Düşünce tarihinde devletler ve medeniyetler benzetmelerle anlatılır genellikle; bunların en gözdesi ise insan veya vücut örneğidir. İbn Haldun’un medeniyetlerin insan gibi doğma, büyüme, ölme süreci klasiktir. Hegel de devleti organizmaya benzetir; canlılık belirtisi devlet hiyerarşisinin çoklu yapısından da kaynaklanır. Devletler -hususen ulus devletler- bugünün diliyle söyleyecek olursak dijital programlamalara, yazılımlara benzer. Türkiye’deki sistemi bilgisayar yazılımı gibi düşünürsek İstiklal Harbi’yle başlayan süreçte bu ülke inşa edilirken bir takım “kodlamalar” yapılmış. İstiklal Harbi’ni verenlerin ilk kaygıları Fevzi Çakmak Paşa’nın Sakarya Muharebesi öncesi hatlarda gezerken elindeki Kur’an’ı göstererek erlere ve alt rütbeli subaylara hitap ettiği gibi “din ve namus” meselesiydi. Gâvurun bu topraklarda kadınların namuslarına ve Kur’an-ı Kerim’e musallat olacağı; dinimizi, imanımızı ve namusumuzu korumak için cihad etmemiz gerektiği fikri bu toprakların ontolojisini gün yüzüne çıkarsa da Türkiye’nin kodlarına “korsan yazılımlar” da eklenmiş.
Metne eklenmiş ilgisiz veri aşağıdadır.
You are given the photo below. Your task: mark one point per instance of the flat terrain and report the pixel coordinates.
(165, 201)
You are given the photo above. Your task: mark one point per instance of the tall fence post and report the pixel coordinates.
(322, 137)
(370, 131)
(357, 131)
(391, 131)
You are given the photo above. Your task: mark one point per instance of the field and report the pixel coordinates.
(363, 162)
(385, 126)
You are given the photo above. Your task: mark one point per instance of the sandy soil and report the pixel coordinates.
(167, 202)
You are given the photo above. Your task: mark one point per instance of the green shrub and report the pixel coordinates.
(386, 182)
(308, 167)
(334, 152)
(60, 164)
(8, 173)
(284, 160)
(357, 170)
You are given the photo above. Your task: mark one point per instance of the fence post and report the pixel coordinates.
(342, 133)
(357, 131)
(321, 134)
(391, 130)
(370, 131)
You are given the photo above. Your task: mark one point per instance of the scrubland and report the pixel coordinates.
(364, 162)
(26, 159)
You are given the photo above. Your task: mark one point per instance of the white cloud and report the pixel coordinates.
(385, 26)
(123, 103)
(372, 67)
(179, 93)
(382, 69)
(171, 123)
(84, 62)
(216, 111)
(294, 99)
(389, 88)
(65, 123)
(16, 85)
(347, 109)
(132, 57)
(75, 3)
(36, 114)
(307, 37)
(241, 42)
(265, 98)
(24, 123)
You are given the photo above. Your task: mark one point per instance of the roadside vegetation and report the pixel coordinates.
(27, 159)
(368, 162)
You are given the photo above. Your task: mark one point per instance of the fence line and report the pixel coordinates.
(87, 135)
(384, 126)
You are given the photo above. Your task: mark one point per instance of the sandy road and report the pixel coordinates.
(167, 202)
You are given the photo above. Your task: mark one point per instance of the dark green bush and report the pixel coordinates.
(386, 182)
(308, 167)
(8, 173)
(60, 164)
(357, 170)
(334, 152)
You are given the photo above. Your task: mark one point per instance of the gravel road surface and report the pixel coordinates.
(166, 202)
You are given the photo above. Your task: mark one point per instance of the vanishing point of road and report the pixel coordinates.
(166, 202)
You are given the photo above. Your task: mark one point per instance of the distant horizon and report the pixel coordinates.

Bunu nereden anlıyoruz... Türkiye’nin belirgin bir gelişme ve refah seviyesi kazanma, mesela milli geliri on bin doların üzerine çıkarma, kendi ayakları üzerinde durma, kendi sözünü söyleme dönemlerinde çoğu zaman bahane olarak kullandığımız dış güçlerin operasyonları, Türkiye’yi “fabrika ayarları”na döndürür. Anlaşılan çokça dillendirilen -Lozan gibi yollarla yazılan- bu ülkenin kodları, ülke “muasır medeniyetler seviyesi”ne yaklaştığında reset düğmesine basıverir! Bizim bu kodlara hiç mi katkımız yok, aslında var, İslam-Türk-ehlisünnet-gaza gibi bizim “büyük müesses nizamımızı” oluşturan omurga; bir şekilde simgelerle, sembollerle, romantik hassasiyetlerle zahiren korunuyor! Buna bayrak, ezan, marş sembolizmini de ekleyebilirsiniz.
Öncelikler Değişiyor!
Belki son yıllarda Gezi olaylarıyla birlikte başlayan süreçte daha çok gözümüze çarpar oldu; insanımızın öncelikleri değişiyor. Siyasal iktidardan beklentileri Anadolu’nun İslamlaştığı yahut İstiklal Harbi’ndekinden çok da farklı değil, rahat ve huzurlu bir hayat yaşamak istiyor Anadolu insanı; fakat 2001 yılındaki ekonomik kriz, 2018 yılı yaz aylarındaki kur krizi gösterdi ki artık ekonominin kötüye gitmesine müsamahakâr davranamıyor! 2013 eşiğinden bu güne iyice netleşti ki Türkiye’nin kodları, insanların beklentileriyle çakışabiliyor. Bu toprakların insanlarının ilk beklentisi ekonomik. Akabinde kerim devlet vasfının getirdiği “pastadan pay alma”, çevrede çok fazla pineklemeden merkeze taşınma iştiyakı geliyor. Sanıldığının aksine vatan ve namus bunların gerisinde.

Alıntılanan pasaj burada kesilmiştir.